They are organised, disciplined, careful and work hard to achieve career success.
They are however risk averse and if not well informed may find it daunting to invest. Similar to the “routine” trait, taking the time to understand their own risk tolerance and finding the most suitable investment strategy would set them up to reach their well planned life goals.
Those who are less conscientious and organised could get on top of their finances by determining their goals and automating their cashflows to achieve them.
Extroverts and Introverts
Extroverts live for the moment and thrive on instant gratification. They have a very social lifestyle which means they have a tendency to save less and spend more.
However the extroverts charismatic personalities attract powerful networks and opportunities which the risk taking extrovert is quick to seize. They are confident and don’t hesitate to take action and as a result attract abundance easily.

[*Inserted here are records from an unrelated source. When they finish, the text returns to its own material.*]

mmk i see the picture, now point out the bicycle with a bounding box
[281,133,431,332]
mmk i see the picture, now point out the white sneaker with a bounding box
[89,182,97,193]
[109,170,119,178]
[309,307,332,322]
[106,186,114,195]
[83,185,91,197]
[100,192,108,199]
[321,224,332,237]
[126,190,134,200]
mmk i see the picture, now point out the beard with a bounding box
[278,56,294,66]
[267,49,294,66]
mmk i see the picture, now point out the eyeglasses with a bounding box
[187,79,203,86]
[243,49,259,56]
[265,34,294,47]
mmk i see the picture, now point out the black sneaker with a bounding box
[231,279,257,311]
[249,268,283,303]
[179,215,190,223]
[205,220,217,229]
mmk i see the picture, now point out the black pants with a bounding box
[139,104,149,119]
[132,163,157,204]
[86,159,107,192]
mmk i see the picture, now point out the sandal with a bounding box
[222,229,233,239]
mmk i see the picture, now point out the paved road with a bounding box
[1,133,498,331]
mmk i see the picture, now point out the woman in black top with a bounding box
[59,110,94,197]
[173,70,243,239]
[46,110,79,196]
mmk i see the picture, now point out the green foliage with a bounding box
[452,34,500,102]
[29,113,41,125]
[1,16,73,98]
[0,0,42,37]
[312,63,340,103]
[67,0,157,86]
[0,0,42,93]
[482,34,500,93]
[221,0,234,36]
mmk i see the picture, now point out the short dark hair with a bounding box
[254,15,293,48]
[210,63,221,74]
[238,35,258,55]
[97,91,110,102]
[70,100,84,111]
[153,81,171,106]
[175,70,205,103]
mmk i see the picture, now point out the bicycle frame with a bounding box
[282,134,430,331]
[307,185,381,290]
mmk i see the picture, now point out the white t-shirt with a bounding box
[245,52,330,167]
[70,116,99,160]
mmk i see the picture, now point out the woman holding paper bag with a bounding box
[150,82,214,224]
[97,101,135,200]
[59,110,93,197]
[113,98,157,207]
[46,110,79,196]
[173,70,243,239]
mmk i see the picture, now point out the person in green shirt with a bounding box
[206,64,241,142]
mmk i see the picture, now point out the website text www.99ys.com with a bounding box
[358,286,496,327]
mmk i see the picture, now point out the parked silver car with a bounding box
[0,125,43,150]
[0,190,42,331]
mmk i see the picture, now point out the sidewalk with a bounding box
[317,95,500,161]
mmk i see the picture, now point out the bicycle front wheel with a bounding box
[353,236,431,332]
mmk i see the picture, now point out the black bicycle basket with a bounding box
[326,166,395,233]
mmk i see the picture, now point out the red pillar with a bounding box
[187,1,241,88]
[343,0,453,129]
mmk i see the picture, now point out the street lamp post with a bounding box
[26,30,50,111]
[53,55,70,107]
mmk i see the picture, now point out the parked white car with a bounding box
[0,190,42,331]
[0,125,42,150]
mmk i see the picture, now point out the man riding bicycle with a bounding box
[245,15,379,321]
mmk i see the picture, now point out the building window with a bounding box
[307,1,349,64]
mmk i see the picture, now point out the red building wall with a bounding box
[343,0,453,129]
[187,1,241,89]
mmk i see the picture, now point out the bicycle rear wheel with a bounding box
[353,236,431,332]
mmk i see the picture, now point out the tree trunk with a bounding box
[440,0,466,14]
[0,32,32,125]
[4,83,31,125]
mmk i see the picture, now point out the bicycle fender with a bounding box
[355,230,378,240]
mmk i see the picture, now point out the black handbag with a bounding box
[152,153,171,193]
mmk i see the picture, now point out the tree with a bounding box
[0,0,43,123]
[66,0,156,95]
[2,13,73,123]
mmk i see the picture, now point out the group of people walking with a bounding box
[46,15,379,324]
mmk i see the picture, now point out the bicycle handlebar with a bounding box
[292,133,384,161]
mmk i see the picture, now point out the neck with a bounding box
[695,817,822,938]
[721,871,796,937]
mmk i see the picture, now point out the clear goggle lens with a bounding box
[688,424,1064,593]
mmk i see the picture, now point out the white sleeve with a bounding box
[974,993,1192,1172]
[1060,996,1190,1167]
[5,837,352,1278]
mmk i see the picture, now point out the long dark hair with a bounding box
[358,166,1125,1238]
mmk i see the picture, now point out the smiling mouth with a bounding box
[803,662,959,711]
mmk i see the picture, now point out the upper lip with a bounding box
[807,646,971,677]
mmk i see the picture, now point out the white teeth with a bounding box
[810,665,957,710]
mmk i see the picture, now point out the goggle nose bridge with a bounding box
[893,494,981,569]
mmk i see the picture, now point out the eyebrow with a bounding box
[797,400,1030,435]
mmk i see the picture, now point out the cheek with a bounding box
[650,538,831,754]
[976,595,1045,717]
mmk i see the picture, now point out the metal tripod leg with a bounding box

They are entrepreneurial and innovative go getters.
The introverts, are more contemplative and less impulsive. They are comfortable with delaying rewards and feel more confident once they have taken the time to think through their actions. They are good investors as a result of their ability to think deeply and commit confidently when they have made a decision.
Agreeableness is a tendency to be co-operative and easygoing. Those with this trait may be driven to spend more in company than they intend as they try to please everyone. The “agreeable” could mitigate this by learning non offensive ways to set boundaries.
They are trusting, forgiving and caring which can make them vulnerable to scams.
Building wealth and chasing money is not a key consideration for those with this trait. They are mainly concerned with others and their environment which means they are very altruistic and not generally prone to excessive consumerism.
When it comes to investing, the agreeable are risk averse and want to follow the example of the crowd rather than taking a contrarian approach.
A strategy of passive investment in pre-created portfolio’s would typically suit those with this trait.
Neuroticism and it’s polar opposite emotional stability
This trait measures how we experience emotion and our response to it.
Neuroticism refers to those with a low threshold for anxiety. The neurotic have a problem delaying consumption, they can be compulsive spenders as they fear missing out, and operate from a victim mindset thinking of themselves as the unlucky ones. They are more susceptible to risky behaviours such as addictions.
The neurotic are typically not entrepreneurial as it is to unstructured for them and requires two things they battle with, commitment and responsibility. In addition they typically lack the self confidence and self control needed for the entrepreneurial journey.
In the neurotics favour they are conscientious and fear others judgment which can make them extremely hard workers and ironically high achievers. When it comes to investing though their neuroticism and fear of missing out may lead them to making suboptimal decisions such as buying when the market is extremely high and selling when it is low.
They are extremely self aware and perceptive and recognise how their moods and responses may create challenges for them when it comes to their finances and investing. They understand the need to control their impulses and if supported by a well established financial plan, possibly with the assistance of a financial professional they can thrive.
On the other end of the spectrum, the Emotionally Stable are confident and responsible and typically have their financial vision planned. They tend to be good investors, acting less on emotional stimuli and more on well considered evidence and views.
Wherever you fall in the personality factors recognise the strengths you have which will help you in your financial journey and the weaknesses which you can learn to manage and diminish.